I admire the dedication of those who’ve been living a prepper life for decades. I’ve seen the “year’s worth of food” mega-tubs at Costco and been tempted by them when they’re on sale. A little tempted. Not enough to do more than glance at them and move on.
That’s as far as I ever get with scarcity preparation, because I know this about myself: I can’t live with a perpetual doomsday scenario running in the back of my mind. I can’t imagine people fighting for dwindling supplies in a wasteland of urban destruction. It’s so beyond anything outside the fictitious bounds of video screens, I just can’t take it seriously (which has been described as exactly what the globalists want—to make people like me think, “It’s not real, so I won’t worry about it”).
I don’t take it as seriously as perhaps I ought, but luckily, others do treat the possibility of shortages with utmost respect, and prepare accordingly. I bless these fellow citizens and am grateful they exist. After all, I could be knocking on that well-prepared neighbor’s door one day, empty plate in hand and hope in my heart.
The scarcity scenario might happen. Is it possible? Sure. Likely? Well…that depends on whom you ask.
*****
It is a bit puzzling that I can be at peace with what many would call a ridiculously unrealistic attitude toward my own survival and that of my small family.
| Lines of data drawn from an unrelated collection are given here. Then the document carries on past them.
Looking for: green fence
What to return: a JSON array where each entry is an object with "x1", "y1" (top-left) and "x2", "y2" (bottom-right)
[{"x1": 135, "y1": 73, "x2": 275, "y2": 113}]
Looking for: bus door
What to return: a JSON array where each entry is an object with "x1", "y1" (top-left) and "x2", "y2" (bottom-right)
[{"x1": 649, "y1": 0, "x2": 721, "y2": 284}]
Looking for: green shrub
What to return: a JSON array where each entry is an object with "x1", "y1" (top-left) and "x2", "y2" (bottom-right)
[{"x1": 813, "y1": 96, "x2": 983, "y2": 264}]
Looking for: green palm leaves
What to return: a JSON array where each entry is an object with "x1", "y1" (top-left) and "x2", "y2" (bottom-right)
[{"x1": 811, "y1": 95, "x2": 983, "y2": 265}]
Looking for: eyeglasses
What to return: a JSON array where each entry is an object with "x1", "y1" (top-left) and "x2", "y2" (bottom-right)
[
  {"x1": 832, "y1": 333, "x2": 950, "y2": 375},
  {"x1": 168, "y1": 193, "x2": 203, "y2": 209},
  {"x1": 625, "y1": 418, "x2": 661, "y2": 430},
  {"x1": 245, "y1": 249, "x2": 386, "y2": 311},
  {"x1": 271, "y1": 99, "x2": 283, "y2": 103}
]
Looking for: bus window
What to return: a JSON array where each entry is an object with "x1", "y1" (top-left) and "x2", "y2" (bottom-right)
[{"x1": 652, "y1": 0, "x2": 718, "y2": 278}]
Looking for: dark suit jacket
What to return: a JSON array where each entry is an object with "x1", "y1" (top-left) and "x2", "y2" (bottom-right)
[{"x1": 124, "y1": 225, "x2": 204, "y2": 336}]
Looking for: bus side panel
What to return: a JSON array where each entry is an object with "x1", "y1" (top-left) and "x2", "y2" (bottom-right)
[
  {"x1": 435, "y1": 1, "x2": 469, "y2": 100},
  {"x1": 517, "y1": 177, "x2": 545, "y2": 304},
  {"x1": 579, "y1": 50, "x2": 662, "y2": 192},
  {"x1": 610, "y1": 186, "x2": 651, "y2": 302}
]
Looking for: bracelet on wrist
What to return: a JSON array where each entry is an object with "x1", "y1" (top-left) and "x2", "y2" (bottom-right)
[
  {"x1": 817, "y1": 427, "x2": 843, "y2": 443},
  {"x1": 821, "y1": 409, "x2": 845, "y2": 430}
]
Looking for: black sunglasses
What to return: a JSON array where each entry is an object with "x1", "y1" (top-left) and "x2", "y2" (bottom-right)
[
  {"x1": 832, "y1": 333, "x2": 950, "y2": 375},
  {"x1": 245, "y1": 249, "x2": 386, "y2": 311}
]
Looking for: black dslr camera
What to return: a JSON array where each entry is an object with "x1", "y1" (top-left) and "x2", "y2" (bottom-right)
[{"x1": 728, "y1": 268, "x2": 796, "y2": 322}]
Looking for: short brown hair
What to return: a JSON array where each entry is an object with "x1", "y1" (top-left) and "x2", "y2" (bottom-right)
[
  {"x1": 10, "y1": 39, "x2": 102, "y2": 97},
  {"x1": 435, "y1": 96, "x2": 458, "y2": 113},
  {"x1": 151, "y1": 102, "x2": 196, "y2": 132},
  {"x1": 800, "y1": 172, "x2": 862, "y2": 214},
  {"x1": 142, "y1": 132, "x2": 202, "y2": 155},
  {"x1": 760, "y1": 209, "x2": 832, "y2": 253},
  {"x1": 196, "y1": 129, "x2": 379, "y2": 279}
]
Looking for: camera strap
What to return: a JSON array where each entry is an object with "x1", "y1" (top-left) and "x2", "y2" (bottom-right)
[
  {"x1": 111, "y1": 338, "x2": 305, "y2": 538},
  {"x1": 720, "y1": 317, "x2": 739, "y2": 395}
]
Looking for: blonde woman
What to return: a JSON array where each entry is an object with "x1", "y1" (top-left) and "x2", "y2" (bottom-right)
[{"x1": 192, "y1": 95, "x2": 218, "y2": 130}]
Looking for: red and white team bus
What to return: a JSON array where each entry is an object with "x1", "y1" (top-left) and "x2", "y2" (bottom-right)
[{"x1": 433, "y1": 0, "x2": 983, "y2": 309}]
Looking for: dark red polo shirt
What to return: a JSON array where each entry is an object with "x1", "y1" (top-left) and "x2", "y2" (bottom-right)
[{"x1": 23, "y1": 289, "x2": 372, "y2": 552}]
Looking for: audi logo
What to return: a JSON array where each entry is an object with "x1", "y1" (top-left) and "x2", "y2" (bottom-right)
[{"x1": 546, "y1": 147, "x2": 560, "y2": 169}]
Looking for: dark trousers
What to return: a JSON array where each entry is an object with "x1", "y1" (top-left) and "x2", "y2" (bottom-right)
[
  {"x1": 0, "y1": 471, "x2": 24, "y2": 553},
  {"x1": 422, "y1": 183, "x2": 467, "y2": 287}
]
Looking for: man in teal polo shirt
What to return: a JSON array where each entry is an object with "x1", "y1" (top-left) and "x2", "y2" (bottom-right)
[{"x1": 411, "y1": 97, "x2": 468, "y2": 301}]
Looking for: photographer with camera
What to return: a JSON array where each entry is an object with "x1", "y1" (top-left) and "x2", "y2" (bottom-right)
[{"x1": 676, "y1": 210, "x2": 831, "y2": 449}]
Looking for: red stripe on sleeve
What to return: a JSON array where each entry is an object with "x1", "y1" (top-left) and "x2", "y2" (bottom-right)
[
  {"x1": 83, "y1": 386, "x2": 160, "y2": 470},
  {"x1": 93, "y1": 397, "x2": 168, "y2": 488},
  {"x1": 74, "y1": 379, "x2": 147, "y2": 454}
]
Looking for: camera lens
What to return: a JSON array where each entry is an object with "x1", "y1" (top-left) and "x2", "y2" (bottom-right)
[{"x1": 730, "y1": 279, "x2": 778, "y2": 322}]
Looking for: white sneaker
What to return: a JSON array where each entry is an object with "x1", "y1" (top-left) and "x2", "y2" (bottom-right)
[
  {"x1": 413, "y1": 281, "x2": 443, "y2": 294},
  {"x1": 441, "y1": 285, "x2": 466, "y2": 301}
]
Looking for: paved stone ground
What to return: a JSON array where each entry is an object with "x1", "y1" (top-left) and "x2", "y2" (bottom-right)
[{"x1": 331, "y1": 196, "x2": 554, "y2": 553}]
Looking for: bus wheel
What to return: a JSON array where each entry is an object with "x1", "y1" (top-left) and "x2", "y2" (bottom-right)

Nobody else is going to buy us extra cat food and litter, or stock up on beans, rice, gallons of water and tins of canned fruit and veg.
I reassure myself that most of my Armageddon closet is intact. I haven’t needed to raid it for meal prep, and frankly, I’ve kind of forgotten about it. I open the door and peek inside. Yep, still a bunch of stuff in there.
Doing what I can with what I’ve got best sums up my prepper philosophy, if I can even dignify it by calling it a philosophy.
I remind myself that just a few miles away sits the massive warehouse and headquarters of the highly regarded disaster relief organization, Direct Relief. And there are many grocery stores within a fifteen-mile radius. Warehouse merchants like Costco, just three miles away. Are they all going to run out of supplies simultaneously?
I hear you, dear readers who are muttering at the device screen right now, telling me I’m a fool to take chances. In some ways, I absolutely agree with you.
*****
I’m embodying a balance between trust, sovereignty, and practicality. I trust that my inner wisdom—my sovereign self—isn’t failing me when I heed its directives.
I listen to its advice: “Don’t worry too much about this. Circumstances could get very dire throughout the world, but you know your community and the resources that are right here, right now. They’re aren’t going to disappear overnight.”
My sovereign self is also practical. It continues, “You could pick up a few extras on your next trip to the store. Pack that Armageddon closet a bit fuller. And don’t forget litter and food for the kitties. You know they’ll go through it eventually. Nothing will be wasted.”
That seems the most practical of all. Nothing will be wasted. Not even the whiffs of worry about this topic that drift through my mind.
It’s just one more bit of emotional processing for the books. Once it’s over, it can be forgotten, laid to rest in the vault of things I needn’t think of again.